Australian strikes at Chevron are causing concern in the LNG market.
Australian Chevron Strikes Disrupt LNG Market
Potential disruptions to the LNG market
Chevron employees have called rotating strikes at gas production sites in Australia, threatening to disrupt up to 5% of global liquefied natural gas (LNG) supplies. This announcement caused concern on the gas markets, leading to higher prices.
The Offshore Alliance, which represents a large workforce, warned that the strike could cost Chevron billions. The unions plan to intensify strikes in the coming weeks, with continuous interruptions, bans and limitations.
Chevron said it would take steps to maintain safe and reliable operations in the event of any disruption to the facilities. However, the situation remains tense, with disagreements on key points between management and employees.
LNG supply concerns
Although Europe has replenished its gas stocks following the disruption caused by the war in Ukraine, the market remains concerned about the situation. Strong demand in Asia also adds to supply uncertainty.
Last year, a strike on Shell’s Prelude gas vessel in Australia lasted 76 days, resulting in an estimated $650 million in lost revenue. Strikes at Chevron could have a similar impact on the LNG industry.

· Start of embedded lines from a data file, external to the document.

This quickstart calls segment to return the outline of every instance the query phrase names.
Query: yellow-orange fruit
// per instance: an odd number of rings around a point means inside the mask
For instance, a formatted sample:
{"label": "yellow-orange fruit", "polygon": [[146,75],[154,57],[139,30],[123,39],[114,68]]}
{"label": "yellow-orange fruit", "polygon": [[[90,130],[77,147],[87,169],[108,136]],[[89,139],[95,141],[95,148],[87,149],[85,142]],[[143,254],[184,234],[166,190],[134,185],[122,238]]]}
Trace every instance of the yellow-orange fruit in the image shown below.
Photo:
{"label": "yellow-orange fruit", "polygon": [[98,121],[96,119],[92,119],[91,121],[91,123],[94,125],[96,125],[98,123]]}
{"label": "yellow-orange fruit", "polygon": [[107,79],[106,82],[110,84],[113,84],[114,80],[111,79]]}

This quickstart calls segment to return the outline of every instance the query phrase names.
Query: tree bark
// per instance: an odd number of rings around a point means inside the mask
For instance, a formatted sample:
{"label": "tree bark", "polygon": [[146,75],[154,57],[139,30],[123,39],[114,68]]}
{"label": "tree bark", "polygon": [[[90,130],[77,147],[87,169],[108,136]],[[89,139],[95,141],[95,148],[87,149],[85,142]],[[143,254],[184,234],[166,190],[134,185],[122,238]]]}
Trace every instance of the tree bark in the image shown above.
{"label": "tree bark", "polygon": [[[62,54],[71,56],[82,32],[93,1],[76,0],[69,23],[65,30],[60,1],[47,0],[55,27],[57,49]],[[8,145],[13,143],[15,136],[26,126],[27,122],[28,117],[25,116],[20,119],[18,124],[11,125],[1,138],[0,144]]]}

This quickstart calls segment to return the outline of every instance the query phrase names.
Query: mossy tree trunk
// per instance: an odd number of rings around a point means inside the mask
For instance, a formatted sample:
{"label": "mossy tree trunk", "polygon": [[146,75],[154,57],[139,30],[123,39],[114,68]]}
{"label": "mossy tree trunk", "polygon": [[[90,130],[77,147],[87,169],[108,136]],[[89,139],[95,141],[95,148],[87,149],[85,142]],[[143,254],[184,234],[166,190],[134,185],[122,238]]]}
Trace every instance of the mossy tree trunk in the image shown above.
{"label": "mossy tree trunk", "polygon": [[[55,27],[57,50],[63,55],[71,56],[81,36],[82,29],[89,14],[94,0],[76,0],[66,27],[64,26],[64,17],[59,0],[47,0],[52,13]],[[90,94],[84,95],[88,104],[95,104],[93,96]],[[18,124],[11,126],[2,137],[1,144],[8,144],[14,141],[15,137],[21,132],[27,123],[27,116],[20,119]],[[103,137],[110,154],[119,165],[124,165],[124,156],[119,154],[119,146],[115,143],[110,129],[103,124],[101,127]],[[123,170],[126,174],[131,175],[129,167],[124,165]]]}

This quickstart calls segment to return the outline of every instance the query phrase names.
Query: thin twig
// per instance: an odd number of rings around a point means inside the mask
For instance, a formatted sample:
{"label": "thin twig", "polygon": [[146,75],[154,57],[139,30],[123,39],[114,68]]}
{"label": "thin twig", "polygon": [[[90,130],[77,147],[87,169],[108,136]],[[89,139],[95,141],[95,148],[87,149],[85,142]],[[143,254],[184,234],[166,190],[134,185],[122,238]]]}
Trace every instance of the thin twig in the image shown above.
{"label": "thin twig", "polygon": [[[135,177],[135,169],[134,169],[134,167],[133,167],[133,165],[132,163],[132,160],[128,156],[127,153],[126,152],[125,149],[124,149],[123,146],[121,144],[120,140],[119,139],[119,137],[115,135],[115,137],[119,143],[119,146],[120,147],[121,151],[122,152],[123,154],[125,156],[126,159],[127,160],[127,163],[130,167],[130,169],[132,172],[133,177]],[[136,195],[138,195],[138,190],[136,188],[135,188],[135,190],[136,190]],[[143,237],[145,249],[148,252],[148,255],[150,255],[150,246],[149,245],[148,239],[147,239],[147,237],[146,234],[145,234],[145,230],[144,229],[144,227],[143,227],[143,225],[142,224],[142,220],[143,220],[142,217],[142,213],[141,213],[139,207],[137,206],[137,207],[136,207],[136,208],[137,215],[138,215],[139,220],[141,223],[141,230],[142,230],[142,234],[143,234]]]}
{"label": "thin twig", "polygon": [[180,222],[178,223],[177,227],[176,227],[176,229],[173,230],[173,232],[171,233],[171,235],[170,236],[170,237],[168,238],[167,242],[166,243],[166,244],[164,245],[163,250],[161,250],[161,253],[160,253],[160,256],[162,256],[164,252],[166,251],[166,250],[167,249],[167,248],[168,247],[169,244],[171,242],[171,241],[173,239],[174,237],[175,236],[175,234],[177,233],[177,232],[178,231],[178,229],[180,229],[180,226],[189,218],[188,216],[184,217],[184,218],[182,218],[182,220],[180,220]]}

Chevron is one of Western Australia’s leading natural gas producers, with a production capacity of over 15 million tonnes of natural gas every year. The company is particularly proud of the Gorgon gas plant, one of the world’s largest LNG projects.
Why does it matter?
Strikes at Chevron in Australia are causing concern in the global LNG market, with potential repercussions on supply and prices. The situation serves as a reminder of the importance of stability in the natural gas industry, and highlights the challenges facing producers and workers alike.